土石流発生を受けた盛り土総点検で是正完了は15%にとどまる

去年7月に熱海市で発生した土石流を受けて、県が行った盛り土の総点検で、是正の必要があると確認された県内193か所の盛り土のうち、6月1日の時点で是正が完了したのは28か所と、全体の15%にとどまっていることが、県への取材でわかりました。

去年7月3日に熱海市で起きた土石流を受けて、県が行った盛り土の総点検では、許可や届け出などの手続きや、災害を防止する対策がとられていないなど、是正が必要な盛り土が県内で193か所あることが確認されました。
土石流の発生から1年になるのを前に、県に是正の状況を聞いたところ、6月1日の時点で、是正が完了した盛り土は28か所と全体のおよそ15%にとどまっていることがわかりました。
是正が進んでいない理由について、県は、造成した業者が行政の指導に従わないことや、是正が必要な盛り土が多く、自治体側の作業が追いつかないことを挙げています。
また、県によりますと、是正が完了していない165か所の盛り土のうち、住宅などに被害が及ぶ危険性が高いものは、土石流の起点に崩れずに残っている盛り土の1か所だということです。

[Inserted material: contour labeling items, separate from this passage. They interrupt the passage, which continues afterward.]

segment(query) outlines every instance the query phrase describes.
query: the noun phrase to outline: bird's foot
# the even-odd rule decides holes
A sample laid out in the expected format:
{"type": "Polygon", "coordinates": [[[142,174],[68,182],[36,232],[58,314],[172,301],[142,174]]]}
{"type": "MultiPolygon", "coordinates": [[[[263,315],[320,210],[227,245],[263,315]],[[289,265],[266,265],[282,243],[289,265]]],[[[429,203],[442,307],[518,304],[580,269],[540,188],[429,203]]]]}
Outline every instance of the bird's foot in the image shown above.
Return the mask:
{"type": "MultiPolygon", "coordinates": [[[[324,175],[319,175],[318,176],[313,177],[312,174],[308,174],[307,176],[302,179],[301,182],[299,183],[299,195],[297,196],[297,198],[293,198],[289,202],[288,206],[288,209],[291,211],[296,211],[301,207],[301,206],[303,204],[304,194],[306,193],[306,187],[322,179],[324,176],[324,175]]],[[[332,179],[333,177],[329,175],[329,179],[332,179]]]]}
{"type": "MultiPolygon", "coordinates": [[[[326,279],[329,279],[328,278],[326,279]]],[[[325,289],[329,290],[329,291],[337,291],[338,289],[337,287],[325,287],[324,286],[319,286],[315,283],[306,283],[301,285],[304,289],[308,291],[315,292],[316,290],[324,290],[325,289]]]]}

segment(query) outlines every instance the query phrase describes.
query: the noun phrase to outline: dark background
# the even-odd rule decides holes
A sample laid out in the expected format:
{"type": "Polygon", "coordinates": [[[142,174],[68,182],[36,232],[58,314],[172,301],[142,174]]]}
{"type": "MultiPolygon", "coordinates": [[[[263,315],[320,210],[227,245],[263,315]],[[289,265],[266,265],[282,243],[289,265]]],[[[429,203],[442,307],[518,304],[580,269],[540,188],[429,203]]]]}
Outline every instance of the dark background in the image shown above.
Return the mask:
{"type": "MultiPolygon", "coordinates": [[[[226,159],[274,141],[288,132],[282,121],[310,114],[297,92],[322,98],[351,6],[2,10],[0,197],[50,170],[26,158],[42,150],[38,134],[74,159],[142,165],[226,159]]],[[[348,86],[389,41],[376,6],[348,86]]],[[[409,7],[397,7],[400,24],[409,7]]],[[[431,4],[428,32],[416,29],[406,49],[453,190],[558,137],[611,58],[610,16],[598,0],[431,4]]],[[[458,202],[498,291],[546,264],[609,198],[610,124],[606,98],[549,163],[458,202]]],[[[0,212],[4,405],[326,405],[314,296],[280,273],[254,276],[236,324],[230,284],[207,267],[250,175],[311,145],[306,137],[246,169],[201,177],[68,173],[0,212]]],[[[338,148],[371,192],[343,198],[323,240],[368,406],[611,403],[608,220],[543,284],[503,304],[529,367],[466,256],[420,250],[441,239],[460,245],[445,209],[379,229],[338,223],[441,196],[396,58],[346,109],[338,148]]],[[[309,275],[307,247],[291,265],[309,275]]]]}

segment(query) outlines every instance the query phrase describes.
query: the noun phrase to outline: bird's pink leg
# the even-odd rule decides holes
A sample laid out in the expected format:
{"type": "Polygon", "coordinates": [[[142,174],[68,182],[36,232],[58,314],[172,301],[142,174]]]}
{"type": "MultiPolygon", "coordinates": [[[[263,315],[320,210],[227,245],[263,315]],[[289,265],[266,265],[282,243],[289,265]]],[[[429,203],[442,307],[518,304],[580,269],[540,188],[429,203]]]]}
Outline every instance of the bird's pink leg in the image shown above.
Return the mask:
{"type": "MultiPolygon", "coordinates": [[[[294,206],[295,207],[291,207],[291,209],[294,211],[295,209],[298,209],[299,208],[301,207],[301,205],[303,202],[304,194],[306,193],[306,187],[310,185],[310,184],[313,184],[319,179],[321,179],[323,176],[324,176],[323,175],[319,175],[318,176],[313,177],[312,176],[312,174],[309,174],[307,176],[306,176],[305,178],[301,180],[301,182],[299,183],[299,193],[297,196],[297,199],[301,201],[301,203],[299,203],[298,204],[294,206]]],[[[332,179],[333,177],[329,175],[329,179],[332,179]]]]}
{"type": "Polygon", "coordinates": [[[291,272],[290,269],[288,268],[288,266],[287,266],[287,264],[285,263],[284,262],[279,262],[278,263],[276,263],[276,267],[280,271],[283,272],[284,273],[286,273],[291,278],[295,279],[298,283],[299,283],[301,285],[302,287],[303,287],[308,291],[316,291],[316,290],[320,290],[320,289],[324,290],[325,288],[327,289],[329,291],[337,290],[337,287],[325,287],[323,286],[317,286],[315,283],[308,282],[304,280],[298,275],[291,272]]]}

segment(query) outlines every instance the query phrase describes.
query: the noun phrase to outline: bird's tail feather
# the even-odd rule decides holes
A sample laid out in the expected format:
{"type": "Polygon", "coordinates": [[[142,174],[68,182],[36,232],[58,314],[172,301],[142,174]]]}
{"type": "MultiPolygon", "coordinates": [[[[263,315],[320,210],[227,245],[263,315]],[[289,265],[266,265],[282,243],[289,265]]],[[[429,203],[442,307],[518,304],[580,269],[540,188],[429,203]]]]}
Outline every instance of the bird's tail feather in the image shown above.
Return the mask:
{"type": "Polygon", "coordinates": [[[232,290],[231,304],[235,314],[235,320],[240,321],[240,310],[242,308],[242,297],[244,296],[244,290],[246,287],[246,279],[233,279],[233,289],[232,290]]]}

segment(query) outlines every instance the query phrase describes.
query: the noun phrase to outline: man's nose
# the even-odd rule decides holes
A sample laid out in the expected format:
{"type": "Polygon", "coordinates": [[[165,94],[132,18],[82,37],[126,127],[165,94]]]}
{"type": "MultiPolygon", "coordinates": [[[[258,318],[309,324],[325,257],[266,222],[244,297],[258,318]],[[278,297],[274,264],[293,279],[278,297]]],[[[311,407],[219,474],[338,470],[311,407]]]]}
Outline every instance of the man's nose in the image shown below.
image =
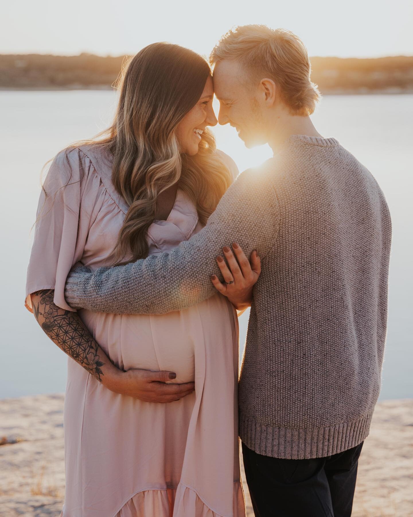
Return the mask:
{"type": "Polygon", "coordinates": [[[208,113],[206,115],[206,118],[205,121],[207,126],[216,126],[218,123],[215,114],[214,113],[214,109],[212,106],[210,106],[208,109],[208,113]]]}

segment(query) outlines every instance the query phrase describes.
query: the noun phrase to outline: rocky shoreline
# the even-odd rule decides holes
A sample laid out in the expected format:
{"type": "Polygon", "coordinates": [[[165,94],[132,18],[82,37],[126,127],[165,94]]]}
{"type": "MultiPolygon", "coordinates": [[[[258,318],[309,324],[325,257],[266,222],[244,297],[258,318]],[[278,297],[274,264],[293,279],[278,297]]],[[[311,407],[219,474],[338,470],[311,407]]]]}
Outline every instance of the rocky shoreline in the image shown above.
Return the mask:
{"type": "MultiPolygon", "coordinates": [[[[0,516],[57,516],[65,493],[62,394],[0,400],[0,516]]],[[[248,517],[253,517],[243,472],[248,517]]],[[[413,400],[377,404],[353,517],[413,515],[413,400]]]]}

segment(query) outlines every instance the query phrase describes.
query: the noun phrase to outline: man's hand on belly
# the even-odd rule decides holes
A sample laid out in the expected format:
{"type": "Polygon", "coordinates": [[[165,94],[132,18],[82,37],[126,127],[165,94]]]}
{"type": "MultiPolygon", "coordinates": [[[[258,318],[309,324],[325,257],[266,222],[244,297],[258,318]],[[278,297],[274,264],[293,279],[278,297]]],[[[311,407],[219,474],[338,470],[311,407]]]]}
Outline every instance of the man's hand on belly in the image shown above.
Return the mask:
{"type": "Polygon", "coordinates": [[[195,383],[167,384],[174,379],[172,372],[153,372],[149,370],[118,370],[105,375],[103,384],[108,389],[121,395],[128,395],[145,402],[172,402],[189,395],[195,389],[195,383]]]}

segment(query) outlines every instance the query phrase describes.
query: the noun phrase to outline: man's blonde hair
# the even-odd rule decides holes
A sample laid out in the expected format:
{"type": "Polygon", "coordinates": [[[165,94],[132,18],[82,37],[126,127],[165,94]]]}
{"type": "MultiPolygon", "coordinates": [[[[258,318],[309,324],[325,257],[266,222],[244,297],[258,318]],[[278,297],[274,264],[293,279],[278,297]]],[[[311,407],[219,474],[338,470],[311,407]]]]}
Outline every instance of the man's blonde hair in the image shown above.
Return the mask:
{"type": "Polygon", "coordinates": [[[293,115],[311,115],[320,94],[310,80],[307,49],[295,34],[266,25],[243,25],[229,31],[210,56],[212,64],[222,59],[238,61],[251,80],[272,79],[293,115]]]}

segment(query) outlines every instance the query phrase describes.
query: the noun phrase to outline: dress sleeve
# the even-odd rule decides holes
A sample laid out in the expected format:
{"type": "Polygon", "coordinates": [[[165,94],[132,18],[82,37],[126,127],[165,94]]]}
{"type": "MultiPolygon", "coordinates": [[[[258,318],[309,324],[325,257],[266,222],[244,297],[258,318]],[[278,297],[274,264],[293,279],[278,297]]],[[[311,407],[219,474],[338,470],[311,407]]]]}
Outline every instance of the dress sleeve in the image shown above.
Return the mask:
{"type": "Polygon", "coordinates": [[[91,210],[81,207],[81,201],[90,189],[90,166],[89,159],[74,148],[59,153],[49,170],[39,199],[27,268],[25,306],[30,312],[30,294],[42,289],[54,289],[55,303],[74,311],[65,300],[65,282],[82,258],[87,235],[91,210]]]}

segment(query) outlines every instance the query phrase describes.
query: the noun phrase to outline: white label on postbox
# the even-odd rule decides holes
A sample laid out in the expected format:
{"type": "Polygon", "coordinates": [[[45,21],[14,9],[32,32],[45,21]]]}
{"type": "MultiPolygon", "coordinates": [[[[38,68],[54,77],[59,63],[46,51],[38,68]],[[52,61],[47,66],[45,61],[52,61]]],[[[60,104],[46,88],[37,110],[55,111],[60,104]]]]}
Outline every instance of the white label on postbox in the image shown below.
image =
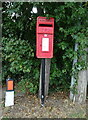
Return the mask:
{"type": "Polygon", "coordinates": [[[49,38],[42,38],[42,51],[49,51],[49,38]]]}

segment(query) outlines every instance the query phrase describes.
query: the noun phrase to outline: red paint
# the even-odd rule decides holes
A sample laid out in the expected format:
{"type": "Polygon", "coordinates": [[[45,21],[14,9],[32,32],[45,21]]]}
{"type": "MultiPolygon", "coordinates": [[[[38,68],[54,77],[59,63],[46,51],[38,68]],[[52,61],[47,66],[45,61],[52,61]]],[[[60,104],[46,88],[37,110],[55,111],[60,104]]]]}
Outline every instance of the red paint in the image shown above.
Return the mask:
{"type": "Polygon", "coordinates": [[[46,19],[46,17],[37,17],[37,25],[36,25],[37,58],[53,57],[53,40],[54,40],[54,18],[46,19]],[[47,43],[47,45],[43,44],[42,41],[44,43],[47,43]]]}

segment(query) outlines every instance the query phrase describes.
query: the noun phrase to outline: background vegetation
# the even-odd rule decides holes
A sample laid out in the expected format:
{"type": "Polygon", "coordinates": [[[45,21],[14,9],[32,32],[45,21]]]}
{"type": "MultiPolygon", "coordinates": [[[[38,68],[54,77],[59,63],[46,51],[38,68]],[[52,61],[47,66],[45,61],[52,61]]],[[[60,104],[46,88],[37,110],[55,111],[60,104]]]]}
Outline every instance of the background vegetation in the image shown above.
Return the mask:
{"type": "Polygon", "coordinates": [[[4,2],[3,83],[9,75],[24,92],[38,91],[41,59],[35,55],[37,16],[55,18],[50,89],[69,90],[73,59],[78,58],[74,73],[87,66],[88,2],[4,2]],[[33,12],[33,7],[37,8],[37,13],[33,12]],[[75,43],[79,46],[77,52],[74,51],[75,43]]]}

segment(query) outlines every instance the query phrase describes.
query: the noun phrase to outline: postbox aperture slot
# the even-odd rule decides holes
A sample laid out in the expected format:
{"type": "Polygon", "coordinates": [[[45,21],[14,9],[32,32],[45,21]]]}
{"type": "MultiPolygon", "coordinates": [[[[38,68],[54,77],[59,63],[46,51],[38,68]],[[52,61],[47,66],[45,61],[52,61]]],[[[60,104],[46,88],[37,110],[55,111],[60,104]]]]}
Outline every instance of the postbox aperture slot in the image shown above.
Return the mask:
{"type": "Polygon", "coordinates": [[[40,27],[52,27],[52,24],[39,24],[40,27]]]}

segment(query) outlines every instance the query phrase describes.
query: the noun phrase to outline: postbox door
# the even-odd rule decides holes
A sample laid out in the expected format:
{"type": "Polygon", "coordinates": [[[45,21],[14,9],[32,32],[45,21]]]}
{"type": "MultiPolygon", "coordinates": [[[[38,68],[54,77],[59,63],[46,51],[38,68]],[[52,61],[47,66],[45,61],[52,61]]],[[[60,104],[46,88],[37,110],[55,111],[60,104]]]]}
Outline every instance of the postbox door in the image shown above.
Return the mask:
{"type": "Polygon", "coordinates": [[[37,57],[52,58],[53,57],[53,35],[37,34],[37,57]]]}

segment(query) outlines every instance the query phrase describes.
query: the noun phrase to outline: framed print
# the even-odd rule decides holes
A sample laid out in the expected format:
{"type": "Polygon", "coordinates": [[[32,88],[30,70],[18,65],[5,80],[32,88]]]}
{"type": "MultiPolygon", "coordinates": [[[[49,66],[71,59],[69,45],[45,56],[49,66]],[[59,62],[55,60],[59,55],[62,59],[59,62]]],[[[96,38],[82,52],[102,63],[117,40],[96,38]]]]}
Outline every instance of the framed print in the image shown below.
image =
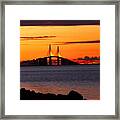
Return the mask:
{"type": "Polygon", "coordinates": [[[119,119],[118,1],[1,4],[1,118],[119,119]]]}

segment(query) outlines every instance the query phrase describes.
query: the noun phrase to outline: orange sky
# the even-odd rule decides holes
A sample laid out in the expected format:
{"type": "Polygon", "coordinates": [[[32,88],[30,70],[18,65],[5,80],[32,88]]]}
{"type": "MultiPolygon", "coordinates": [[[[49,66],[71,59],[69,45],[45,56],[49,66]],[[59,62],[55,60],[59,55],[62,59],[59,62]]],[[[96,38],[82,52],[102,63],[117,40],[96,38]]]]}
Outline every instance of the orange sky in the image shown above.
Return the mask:
{"type": "Polygon", "coordinates": [[[69,59],[100,56],[100,43],[89,43],[96,40],[100,40],[99,25],[20,26],[20,60],[48,56],[49,44],[53,54],[59,46],[61,56],[69,59]]]}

熱海市は、この盛り土が造成された当時の土地の所有者側に安全対策を講じるよう措置命令を出していますが、命令に従わない場合、県はことし10月以降に行政代執行を行い、撤去することを検討しています。
是正が進んでいない現状について、県盛土対策課・盛土監視機動班の後藤祐介班長は「7月から施行される盛り土条例で罰則が強化されるので、警察と連携しながら是正に結び付けていきたい」と話していました。